It’s that time of year, when Business Link Magazine invites the region’s business leaders to offer up their predictions for the year ahead.
It has become something of a tradition, given that we’ve been doing this now for over 30 years.
In this ‘Year of Elections’ both in the UK and across the world, there was much to affect markets, change views and to give increased reason for thought in the UK pensions industry. As the final weeks of 2024 approach, Matthew Arends, partner and head of UK retirement policy at Aon, which has offices across Yorkshire, looks ahead to what will be concentrating minds in 2025.

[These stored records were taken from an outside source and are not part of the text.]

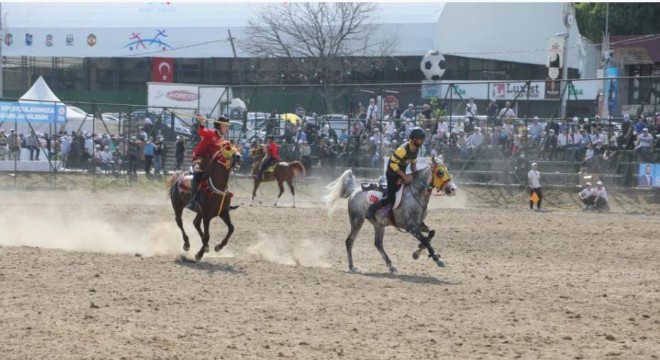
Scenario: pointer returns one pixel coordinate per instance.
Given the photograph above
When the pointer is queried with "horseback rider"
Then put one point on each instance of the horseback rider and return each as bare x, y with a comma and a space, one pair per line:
272, 152
396, 169
210, 142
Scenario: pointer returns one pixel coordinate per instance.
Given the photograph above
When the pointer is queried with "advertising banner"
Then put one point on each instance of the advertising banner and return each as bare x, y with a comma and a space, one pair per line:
36, 113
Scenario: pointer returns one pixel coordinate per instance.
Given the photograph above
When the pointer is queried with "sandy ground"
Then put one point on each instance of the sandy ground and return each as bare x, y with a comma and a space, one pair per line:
100, 275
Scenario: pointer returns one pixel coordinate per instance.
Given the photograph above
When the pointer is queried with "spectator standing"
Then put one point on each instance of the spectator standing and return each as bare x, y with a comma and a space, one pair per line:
148, 156
372, 111
600, 202
646, 180
133, 152
491, 112
159, 151
534, 185
587, 196
179, 151
4, 148
410, 113
471, 109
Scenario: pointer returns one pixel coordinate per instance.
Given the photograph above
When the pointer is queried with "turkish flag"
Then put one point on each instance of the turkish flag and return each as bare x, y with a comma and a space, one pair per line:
162, 69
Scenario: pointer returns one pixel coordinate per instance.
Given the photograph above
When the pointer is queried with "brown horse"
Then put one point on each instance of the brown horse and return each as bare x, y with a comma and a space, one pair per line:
281, 171
213, 198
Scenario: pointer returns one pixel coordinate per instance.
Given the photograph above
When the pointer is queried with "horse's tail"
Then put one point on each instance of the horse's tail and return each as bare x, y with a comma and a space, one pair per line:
298, 168
343, 186
171, 182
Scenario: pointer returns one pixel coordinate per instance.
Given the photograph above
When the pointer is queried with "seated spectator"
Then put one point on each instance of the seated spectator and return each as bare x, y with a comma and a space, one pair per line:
107, 160
643, 145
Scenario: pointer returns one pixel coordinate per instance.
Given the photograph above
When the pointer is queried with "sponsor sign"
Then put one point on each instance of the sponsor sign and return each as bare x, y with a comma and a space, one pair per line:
36, 113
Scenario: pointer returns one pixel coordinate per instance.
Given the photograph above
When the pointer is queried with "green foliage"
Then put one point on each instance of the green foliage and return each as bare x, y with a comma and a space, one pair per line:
624, 19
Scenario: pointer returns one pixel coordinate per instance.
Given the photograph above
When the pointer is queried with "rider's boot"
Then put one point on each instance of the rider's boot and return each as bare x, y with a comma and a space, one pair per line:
194, 183
371, 210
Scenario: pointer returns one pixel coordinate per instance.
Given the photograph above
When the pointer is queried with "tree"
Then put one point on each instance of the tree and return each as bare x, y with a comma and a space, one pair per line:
321, 42
624, 19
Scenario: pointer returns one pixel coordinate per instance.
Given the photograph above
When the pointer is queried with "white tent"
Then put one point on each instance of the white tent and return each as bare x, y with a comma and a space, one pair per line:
41, 92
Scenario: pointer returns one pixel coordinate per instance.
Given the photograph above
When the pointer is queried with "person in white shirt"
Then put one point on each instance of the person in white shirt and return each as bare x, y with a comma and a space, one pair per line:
534, 185
587, 196
372, 111
600, 201
471, 109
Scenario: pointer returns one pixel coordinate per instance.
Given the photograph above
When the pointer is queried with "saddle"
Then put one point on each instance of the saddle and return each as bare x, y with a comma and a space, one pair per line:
380, 185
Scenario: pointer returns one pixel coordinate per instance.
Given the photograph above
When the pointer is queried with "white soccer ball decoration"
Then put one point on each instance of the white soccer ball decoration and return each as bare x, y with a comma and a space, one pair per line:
433, 65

2024 saw the UK pensions landscape continue to evolve and there is no sign of that changing as we approach 2025. Improvements in defined benefit (DB) pension scheme funding mean that, for many, the ‘endgame’ for the pension scheme now feels tangible, instead of a distant ambition. However, the advent of the new funding regime will overlay a new discipline. With defined contribution (DC) schemes, questions around adequacy remain uppermost for members, while the absence of a timetable for the extension of auto-enrolment minimum contributions continues to be a concern.

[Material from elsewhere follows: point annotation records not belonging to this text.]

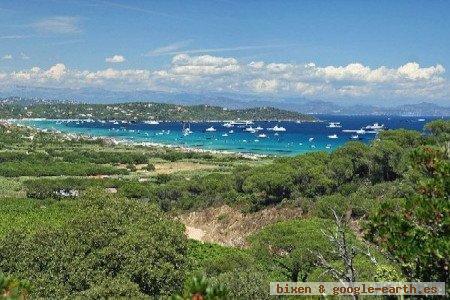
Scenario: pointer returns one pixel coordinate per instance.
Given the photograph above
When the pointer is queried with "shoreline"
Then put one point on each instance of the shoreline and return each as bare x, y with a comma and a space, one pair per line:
71, 136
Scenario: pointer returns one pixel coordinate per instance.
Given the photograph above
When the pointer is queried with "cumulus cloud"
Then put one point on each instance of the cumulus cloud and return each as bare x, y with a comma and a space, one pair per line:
214, 73
115, 59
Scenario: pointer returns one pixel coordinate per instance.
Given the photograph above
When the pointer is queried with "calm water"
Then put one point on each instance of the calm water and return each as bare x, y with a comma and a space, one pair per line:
298, 137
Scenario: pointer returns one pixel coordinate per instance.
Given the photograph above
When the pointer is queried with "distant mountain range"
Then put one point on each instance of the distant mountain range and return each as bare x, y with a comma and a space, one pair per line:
228, 100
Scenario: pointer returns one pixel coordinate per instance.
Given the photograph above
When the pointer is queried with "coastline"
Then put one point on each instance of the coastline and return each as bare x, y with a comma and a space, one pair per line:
71, 136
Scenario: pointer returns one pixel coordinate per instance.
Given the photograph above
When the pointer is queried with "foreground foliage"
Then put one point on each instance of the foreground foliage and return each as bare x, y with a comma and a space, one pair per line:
117, 247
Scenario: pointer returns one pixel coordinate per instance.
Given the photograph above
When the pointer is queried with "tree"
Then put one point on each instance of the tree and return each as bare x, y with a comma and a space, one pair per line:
286, 246
415, 230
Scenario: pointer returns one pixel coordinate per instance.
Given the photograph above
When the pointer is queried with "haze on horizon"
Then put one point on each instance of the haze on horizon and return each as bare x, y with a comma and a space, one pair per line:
383, 52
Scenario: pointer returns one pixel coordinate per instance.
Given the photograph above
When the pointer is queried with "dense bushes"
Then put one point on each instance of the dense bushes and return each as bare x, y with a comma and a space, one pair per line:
114, 241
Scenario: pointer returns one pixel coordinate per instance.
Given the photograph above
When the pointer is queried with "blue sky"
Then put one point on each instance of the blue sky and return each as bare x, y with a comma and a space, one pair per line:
315, 49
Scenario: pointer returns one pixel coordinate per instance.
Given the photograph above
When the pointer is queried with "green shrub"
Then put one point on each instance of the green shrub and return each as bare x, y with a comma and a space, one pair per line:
113, 240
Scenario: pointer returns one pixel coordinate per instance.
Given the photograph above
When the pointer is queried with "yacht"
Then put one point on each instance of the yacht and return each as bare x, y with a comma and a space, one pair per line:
360, 131
187, 130
152, 122
241, 122
375, 126
250, 129
334, 125
277, 128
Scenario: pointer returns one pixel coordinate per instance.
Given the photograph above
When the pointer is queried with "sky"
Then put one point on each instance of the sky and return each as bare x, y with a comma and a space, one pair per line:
360, 51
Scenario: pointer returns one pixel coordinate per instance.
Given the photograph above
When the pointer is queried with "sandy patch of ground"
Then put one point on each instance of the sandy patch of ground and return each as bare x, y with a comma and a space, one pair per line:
228, 226
172, 167
194, 233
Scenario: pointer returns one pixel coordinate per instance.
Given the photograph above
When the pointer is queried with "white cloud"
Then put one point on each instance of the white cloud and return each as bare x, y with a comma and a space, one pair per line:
7, 57
58, 25
115, 59
169, 48
24, 56
214, 73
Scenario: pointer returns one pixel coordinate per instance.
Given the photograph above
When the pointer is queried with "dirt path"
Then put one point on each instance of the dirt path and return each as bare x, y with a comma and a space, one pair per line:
195, 233
228, 226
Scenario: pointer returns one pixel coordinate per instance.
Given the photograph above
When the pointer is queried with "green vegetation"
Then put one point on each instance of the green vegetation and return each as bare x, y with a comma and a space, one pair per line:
140, 111
84, 218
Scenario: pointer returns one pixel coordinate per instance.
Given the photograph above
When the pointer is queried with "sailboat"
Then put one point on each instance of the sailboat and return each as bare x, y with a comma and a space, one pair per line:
187, 130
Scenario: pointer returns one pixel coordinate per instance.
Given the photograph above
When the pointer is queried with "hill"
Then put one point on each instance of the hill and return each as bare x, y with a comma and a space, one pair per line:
138, 111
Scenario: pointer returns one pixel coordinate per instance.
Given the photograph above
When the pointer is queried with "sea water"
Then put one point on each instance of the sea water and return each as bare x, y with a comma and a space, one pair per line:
298, 137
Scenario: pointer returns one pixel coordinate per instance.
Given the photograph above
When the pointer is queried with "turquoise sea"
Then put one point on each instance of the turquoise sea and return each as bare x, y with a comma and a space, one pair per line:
298, 137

We now know that Employer National Insurance Contributions and minimum wage changes in April 2025 will increase the cost of employing staff. One casualty of that could be employer pension contributions above the auto-enrolment minimum, meaning less saved into pensions. And yet we know that DC savers are already generally not saving enough for adequate retirements, meaning that there is a real risk of retirement adequacy declining. There may be solutions on the horizon, but while multi-employer CDC schemes – which have the potential to deliver better average member outcomes – have taken a big step forward in 2024, their widespread implementation remains in the future.